The aim of the Loire Valley is to make its cultural riches and artistic heritage foundation of the identity and attraction of the territory. These places have in fact taken advantage of the best creative minds in history.
“Our belief is that we are responsible of this amazing heritage: not only we have to enhance it, but also to make it develop - highlights the President François Bonneau - We have to turn our region into a creation area, enhancing it and giving its citizens, as well as the tourists, a proper artistic education. A privileged destination for a type of tourism that is able to balance nature and culture.
This unique moment represents the chance to start a popular, historic, artistic and scientific movement that may help the promotion and enhancement of this territory”.
Let’s go back for a moment to the prestigious Renaissance Farnese Palace, where the French Embassy has been residing since 1936, extraordinary location for the presentation of this cultural-historic project.
This ancient palace was called “the Farnese’s die” because of its size and shape, and it was considered to be one of the “Four wonders of Rome”, together with “the Borghese’s tambourine”, the “Caetani’s stair” and the “Carbonari’s doorway”.

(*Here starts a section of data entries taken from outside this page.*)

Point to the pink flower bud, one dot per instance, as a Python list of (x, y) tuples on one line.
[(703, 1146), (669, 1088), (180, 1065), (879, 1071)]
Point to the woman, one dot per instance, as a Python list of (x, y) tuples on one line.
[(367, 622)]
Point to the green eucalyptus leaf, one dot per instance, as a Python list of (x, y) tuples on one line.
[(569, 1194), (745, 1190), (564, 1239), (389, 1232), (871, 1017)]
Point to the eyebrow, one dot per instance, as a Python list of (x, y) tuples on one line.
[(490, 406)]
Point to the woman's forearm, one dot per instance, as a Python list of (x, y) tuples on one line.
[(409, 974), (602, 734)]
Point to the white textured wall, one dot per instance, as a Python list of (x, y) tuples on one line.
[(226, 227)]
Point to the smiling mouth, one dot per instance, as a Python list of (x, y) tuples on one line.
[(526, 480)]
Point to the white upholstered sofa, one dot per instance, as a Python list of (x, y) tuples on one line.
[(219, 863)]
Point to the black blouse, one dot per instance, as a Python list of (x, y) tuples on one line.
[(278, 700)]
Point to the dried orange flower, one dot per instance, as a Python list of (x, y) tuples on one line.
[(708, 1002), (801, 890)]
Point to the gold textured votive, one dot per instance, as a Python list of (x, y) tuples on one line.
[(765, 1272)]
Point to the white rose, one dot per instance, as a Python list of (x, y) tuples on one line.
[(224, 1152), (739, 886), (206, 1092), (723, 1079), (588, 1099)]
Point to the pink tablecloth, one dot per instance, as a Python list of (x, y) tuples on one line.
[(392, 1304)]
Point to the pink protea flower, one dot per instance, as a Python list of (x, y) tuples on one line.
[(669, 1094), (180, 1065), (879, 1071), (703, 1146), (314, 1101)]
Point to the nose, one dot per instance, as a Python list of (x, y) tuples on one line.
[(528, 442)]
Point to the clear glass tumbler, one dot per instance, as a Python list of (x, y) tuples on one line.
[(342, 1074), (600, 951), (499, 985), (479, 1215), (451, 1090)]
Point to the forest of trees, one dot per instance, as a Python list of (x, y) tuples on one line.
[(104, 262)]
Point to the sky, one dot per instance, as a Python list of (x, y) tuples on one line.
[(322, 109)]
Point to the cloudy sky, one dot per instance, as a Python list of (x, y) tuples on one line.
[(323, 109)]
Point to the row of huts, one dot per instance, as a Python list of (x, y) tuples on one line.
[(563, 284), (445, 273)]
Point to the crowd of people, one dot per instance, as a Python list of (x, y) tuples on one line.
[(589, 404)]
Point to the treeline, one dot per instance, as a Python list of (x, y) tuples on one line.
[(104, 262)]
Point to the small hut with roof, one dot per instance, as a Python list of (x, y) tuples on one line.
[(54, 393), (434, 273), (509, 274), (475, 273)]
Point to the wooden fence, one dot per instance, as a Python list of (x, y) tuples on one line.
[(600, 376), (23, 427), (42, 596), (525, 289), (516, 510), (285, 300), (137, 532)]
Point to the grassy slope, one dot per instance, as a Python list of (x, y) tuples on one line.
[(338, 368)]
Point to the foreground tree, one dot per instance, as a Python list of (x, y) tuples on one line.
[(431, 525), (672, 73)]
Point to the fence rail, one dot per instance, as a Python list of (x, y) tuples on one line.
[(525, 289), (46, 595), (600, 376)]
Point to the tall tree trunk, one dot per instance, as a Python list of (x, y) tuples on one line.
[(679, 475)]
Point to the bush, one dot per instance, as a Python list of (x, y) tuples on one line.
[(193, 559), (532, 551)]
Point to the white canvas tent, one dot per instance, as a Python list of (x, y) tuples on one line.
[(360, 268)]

The Palace creation started in 1514 by Antonio da Sangallo, then he was succeeded by Michelangelo (who also drew the noble cornice) and then it was completed by Giacomo della Porta.
Crossing a three-nave hallway, covered by a barrel vault and separated by red Doric columns, it is possible to go upstairs using a big stairway, leading to many artistic wonders.
The decorations inside the “Cardinal’s Chamber” were made by Daniele da Volterra, while Francesco Salviati painted the “Fasti Farnesiani hall” which was, though, completed by Taddeo Zuccari.
Annibale Carracci and his school painted the frescoes inside the private study, called Farnese Dressing Room, and the very well-known Gallery, decorated with mythological elements. Annibale, and initially his brother Agostino, decorated this room between 1597 and 1607.
In another hall, strikes the majesty of the Ercole Farnese (in the namesake room), that reproduces the statue currently kept at the National Archaeological Museum of Naples together with many other sculptures of the Farnese collection.